2013.4.29 ツイッターより転載…七夕は鎌倉の源氏物語の日! 親行が「河内本源氏物語」を完成させたのは建長七年七月七日でした。
池田利夫『源氏物語回廊』所収「鳳来寺本源氏物語の親行識語と書誌」より。和語ノ旧説ハ真偽舛雑ナリ。而ルニ廿一部ノ本ヲ披クニ、殆ド千万端ノ蒙ヲ散ズ。其ノ中ニ二条都督(伊房卿)、冷泉黄門(朝隆卿)、五条三品(俊成卿)、京極黄門(定家卿)、彼ノ自筆等ヲ以テ証本ニ擬フル所也。

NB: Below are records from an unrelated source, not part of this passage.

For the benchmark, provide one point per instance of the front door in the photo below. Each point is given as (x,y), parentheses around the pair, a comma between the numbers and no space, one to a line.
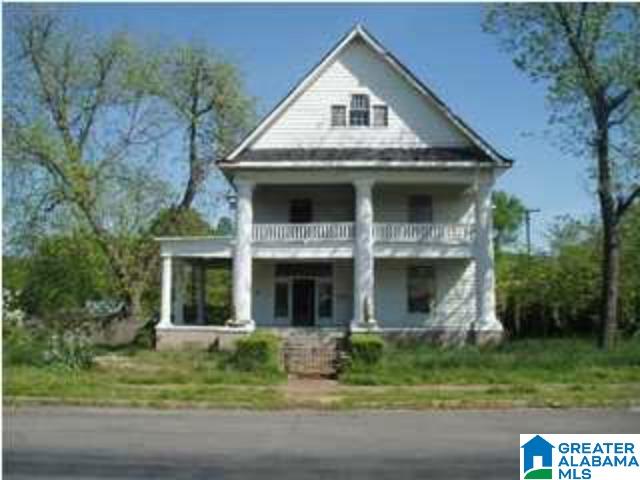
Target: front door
(303,302)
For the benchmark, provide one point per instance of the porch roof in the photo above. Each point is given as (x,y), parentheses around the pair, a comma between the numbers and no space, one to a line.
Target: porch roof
(432,154)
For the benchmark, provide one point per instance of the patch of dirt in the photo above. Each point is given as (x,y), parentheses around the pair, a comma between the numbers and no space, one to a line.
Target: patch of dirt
(311,391)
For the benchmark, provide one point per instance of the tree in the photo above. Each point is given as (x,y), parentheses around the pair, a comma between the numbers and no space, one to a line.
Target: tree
(76,118)
(205,95)
(589,55)
(86,121)
(508,215)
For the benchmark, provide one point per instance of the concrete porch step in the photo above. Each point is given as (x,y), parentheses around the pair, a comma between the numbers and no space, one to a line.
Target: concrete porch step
(312,354)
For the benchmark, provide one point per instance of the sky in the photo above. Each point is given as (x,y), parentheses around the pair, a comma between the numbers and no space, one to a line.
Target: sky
(444,45)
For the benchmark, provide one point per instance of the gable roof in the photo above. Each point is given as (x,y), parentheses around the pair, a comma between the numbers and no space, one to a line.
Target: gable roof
(485,150)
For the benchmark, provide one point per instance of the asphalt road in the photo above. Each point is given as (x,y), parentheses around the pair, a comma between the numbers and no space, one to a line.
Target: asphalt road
(74,443)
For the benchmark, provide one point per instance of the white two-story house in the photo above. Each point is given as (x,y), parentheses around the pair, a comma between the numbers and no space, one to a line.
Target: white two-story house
(362,203)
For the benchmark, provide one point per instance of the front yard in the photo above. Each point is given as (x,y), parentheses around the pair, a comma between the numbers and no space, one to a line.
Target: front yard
(551,373)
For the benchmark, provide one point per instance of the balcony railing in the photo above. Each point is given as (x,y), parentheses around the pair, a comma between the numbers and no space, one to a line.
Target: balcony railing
(303,232)
(423,232)
(454,233)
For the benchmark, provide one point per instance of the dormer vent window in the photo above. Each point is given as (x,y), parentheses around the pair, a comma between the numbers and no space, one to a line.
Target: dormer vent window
(338,116)
(359,111)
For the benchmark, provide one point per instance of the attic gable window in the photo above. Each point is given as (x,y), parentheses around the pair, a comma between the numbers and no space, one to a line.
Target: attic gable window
(359,111)
(338,116)
(380,116)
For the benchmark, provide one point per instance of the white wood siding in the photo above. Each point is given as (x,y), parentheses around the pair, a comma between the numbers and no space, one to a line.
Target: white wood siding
(413,120)
(449,205)
(455,301)
(336,203)
(329,203)
(264,295)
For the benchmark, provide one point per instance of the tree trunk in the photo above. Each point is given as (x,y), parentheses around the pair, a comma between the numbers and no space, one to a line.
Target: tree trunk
(610,285)
(611,233)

抑モ、一部ノ内ノ始メノ巻ハ綾小路三位(行能卿)、終リノ巻ハ清範朝臣息女ノ書写スル所也。嘉禎二年二月三日ニ校書を始メ、建長七年七月七日、其ノ篇ヲ果ツ。時ニ雁字終点の朝也。更に紫式部ノ往情ヲ諳ンズ、牛女結交ノ夜也。遥カニ驪山宮ノ昔ノ契リヲ思ヒ、翰ヲ染メ、牋ヲ操リテ、慨然トシテ記ス。朝議大夫源親行・花押……

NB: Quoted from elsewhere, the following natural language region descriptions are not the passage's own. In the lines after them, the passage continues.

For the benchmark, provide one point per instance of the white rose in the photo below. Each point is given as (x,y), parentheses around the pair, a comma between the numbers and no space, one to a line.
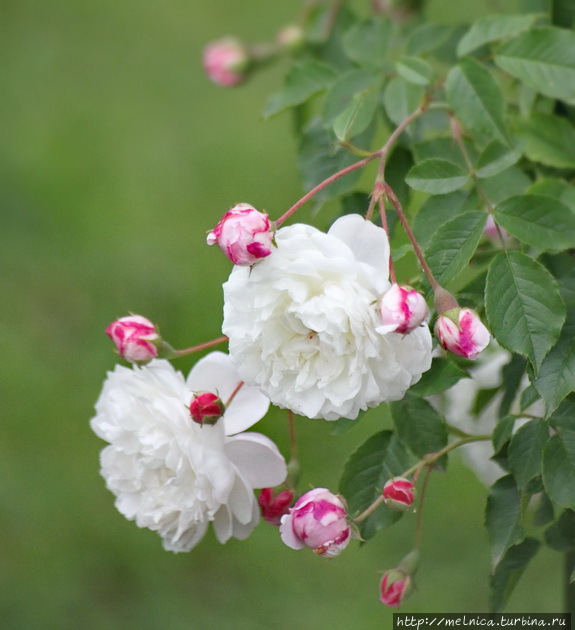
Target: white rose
(302,323)
(172,475)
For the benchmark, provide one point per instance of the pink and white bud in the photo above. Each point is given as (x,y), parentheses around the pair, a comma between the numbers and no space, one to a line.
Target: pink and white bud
(244,235)
(460,331)
(402,309)
(206,408)
(399,493)
(226,61)
(318,520)
(274,506)
(395,586)
(135,337)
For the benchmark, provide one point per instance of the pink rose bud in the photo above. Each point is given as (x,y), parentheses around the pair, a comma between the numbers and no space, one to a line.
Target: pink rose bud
(317,520)
(395,587)
(402,309)
(226,61)
(460,331)
(273,506)
(206,408)
(135,337)
(243,234)
(399,493)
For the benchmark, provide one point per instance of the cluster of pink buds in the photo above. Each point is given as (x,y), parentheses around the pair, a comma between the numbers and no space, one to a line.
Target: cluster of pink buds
(226,62)
(399,493)
(136,338)
(402,309)
(244,235)
(206,408)
(318,520)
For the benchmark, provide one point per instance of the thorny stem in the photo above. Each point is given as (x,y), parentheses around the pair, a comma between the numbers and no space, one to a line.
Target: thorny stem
(399,209)
(202,346)
(382,154)
(428,461)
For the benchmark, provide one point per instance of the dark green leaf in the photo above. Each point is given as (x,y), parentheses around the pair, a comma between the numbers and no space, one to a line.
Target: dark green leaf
(442,375)
(493,28)
(304,80)
(436,176)
(366,43)
(543,59)
(476,98)
(496,157)
(523,306)
(378,459)
(503,517)
(561,535)
(548,139)
(508,572)
(542,222)
(453,244)
(526,451)
(418,425)
(559,469)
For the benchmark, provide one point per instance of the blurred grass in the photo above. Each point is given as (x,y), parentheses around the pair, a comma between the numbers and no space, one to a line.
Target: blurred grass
(117,156)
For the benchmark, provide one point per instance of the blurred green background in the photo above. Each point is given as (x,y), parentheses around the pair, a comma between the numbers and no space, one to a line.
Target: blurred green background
(117,156)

嘉禎2年は1236年。建長7年は1255年。その間19年。親行は「河内本源氏物語」を完成させるのに、父光行の作業を継ぎ本格的に始めてからも更に20年近い歳月を要しました。その間火事で9帖、権威に奪われて6帖を失い、それを改めて校訂し補ったりしています。そうして完成したのが
建長7年7月7日の夜でした。親行は感..慨をもって紫式部を思い「牛女結交の夜也」と記します。これは長恨歌を言っているフレーズです。驪山宮は玄宗皇帝が楊貴妃の為に建てた華清宮の別称。長恨歌に「七月七日長生殿、夜半無人私語時」とあるのを指します。親行は「河内本源氏物語」の完成に長恨歌を
重ねたのでした。7月7日、誰もいない深夜、まもなく最後の文字を記すという厳粛な時に紫式部を思い長恨歌の玄宗皇帝と楊貴妃を思った親行。ここには親行の光行との思い出が深く関わっています。11歳の時、光行に俊成のもとに遣わされ、それを充全に果たせず激しく叱責された思い出が。

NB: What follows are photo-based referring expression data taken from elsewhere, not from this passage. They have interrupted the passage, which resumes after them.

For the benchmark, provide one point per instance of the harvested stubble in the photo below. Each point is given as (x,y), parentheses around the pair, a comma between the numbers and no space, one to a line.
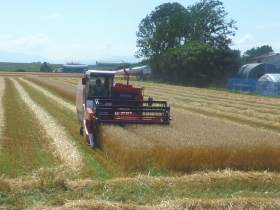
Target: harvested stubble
(247,110)
(51,96)
(68,91)
(192,143)
(63,148)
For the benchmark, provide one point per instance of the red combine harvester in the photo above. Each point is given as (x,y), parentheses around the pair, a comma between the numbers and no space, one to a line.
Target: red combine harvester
(101,101)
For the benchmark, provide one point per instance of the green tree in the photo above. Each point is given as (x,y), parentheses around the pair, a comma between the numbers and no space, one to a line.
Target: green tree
(254,52)
(171,32)
(45,67)
(208,24)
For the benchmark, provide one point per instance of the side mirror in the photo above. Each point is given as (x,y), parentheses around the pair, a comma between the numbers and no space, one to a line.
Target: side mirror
(84,80)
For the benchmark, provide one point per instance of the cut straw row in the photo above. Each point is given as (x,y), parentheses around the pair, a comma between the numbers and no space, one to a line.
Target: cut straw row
(2,123)
(64,149)
(51,96)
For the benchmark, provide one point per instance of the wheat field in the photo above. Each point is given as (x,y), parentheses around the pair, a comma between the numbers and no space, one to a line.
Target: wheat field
(216,140)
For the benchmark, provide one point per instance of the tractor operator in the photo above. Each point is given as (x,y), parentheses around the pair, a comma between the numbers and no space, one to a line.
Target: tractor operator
(98,89)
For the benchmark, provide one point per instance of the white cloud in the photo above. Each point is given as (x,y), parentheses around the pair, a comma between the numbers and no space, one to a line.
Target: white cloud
(29,45)
(53,16)
(267,26)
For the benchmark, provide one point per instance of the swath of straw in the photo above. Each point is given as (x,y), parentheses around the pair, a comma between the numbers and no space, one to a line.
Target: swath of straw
(63,147)
(51,96)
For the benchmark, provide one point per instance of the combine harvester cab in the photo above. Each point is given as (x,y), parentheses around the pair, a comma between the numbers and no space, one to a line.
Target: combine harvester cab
(115,103)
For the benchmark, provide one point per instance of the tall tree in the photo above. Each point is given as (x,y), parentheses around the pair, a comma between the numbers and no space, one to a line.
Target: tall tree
(172,26)
(160,30)
(209,24)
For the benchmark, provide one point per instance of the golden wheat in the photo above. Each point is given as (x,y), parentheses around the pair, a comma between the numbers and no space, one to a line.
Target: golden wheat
(64,149)
(2,120)
(192,143)
(51,96)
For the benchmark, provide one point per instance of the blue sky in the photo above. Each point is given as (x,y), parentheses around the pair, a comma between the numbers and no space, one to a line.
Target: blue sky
(86,31)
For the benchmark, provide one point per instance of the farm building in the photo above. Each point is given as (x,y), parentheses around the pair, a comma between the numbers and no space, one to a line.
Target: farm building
(271,58)
(74,68)
(255,70)
(107,64)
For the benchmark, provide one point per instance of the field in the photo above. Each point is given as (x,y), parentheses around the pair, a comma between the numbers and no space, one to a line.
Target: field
(221,150)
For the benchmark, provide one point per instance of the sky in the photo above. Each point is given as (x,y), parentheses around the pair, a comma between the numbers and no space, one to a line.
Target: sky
(86,31)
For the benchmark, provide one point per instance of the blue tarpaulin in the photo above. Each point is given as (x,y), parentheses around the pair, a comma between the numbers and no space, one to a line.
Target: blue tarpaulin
(254,85)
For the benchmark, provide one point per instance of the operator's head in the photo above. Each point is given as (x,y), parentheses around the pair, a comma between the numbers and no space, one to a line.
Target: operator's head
(98,82)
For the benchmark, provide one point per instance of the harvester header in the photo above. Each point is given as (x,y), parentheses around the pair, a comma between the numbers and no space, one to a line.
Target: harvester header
(101,101)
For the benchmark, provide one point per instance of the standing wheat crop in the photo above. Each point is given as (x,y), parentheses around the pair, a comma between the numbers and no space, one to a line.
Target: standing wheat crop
(2,89)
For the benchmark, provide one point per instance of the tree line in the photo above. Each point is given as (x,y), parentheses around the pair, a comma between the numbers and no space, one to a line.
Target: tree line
(191,46)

光行が校訂のために俊成から借りた本の長恨歌の引用部分に欠けた句がありました。それは何故かを質問に行かされたのです。親行は歯をくいしばって自力で解決します。その経験が後の親行の源氏研究者の土台になりました。『源氏物語』桐壺巻で紫式部は光源氏の両親を玄宗皇帝と楊貴妃に喩え長恨歌の引用
で表現しました。「河内本源氏物語」完成の夜ひとり静かに机に向かう親行の心をよぎったのは紫式部であり玄宗皇帝と楊貴妃でありそして父光行でした。この荘厳な夜。想像するだけ震えるような思いに捉われます。7月7日は「河内本源氏物語」の完成の日。即ち、七夕は鎌倉の『源氏物語』記念日です。